Can the use of telecare systems tip the balance in allowing vulnerable people to live independently or are they merely a useful adjunct to existing modes of care? David Potter reports
With the number of people aged over 65 expected to rise from 9.3 million to 16.8 million over the next 50 years, services are constantly on the look out for innovative ways of supporting this ever-expanding part of the population.
Many of this group will favour living in their own homes over going into residential care and given the potential cost savings this could bring, alongside increased client satisfaction rates, it is not surprising that the government sees telecare as a vital part of social care.
The use of telecare has come a long way since the days of an oversized alert button on a bedside telephone. Traditional equipment such as community alarm systems are still used but they have been joined by more sophisticated devices such as motion sensors, used with people who have a history of falling, and systems to remind a user to take their medication.

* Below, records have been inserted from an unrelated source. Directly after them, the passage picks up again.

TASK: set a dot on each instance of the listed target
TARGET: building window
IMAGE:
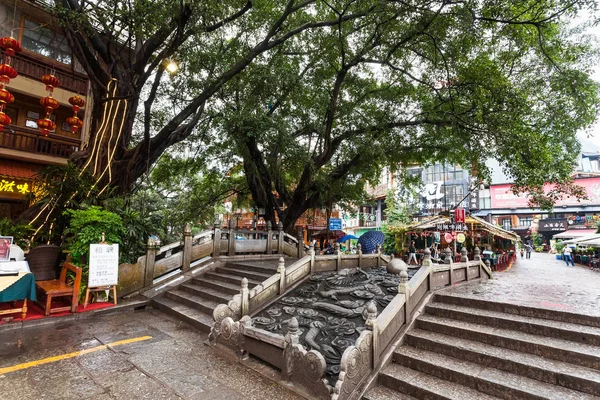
(525, 221)
(46, 42)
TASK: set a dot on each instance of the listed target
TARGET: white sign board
(104, 265)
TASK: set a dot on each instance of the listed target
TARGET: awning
(18, 170)
(471, 220)
(574, 233)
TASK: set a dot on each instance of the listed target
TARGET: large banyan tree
(313, 97)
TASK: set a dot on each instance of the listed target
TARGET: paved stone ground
(544, 282)
(174, 364)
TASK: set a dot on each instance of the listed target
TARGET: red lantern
(76, 101)
(51, 82)
(4, 120)
(6, 97)
(10, 45)
(46, 126)
(49, 103)
(75, 123)
(7, 73)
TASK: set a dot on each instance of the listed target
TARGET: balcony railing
(19, 138)
(32, 66)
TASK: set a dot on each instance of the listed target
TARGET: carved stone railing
(359, 361)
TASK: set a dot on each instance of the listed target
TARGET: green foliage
(19, 232)
(86, 227)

The advantages of using telecare are clear. Sensors are linked directly to a 24/7 monitoring centre, where key information on the needs of the user is held allowing remote staff to make fast, well-informed judgements on the appropriate response to incidents.
Pam Mills is the project officer for Durham County Council’s People at Home and in Touch scheme and has been running small-scale pilot telecare projects in the area since 1998. The council has been trying to integrate the schemes into mainstream services since 2004, but have been restricted by a lack of funding.

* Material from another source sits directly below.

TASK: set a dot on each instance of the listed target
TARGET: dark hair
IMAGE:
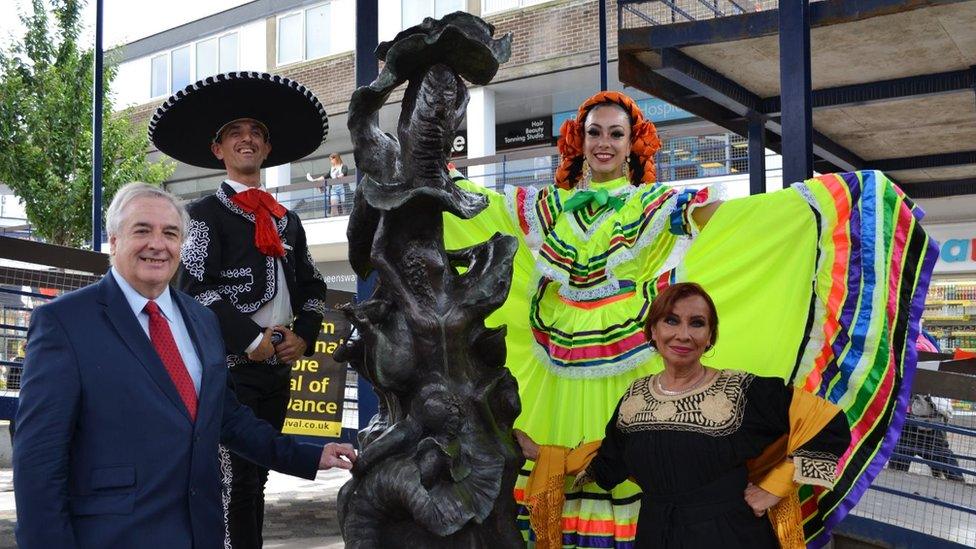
(664, 303)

It has 150 people benefiting from telecare schemes across the area and with the aid of a £349,000 preventive technology grant (see Telecare in England), Mills expects this to rise to about 750 over the next two years.
“It’s about making the best use of scarce resources and directing them to where they are most effective,” she says.
“We’ve proved that people can be kept out of residential care, by using telecare, but it isn’t a tangible saving so it can be difficult to cost out.”
Mills points out that the benefits of telecare are more than just financial. “It gives the user choice,” she says. “We had a woman who traditionally needed a sleep-in carer.
She now uses a bed sensor [where if a user gets out of bed at an unusual time and does not return within a set timescale an alarm is sent to the monitoring centre] and much prefers that than having a stranger sleeping in her house. She got what she wanted and it has saved us the cost of a carer.”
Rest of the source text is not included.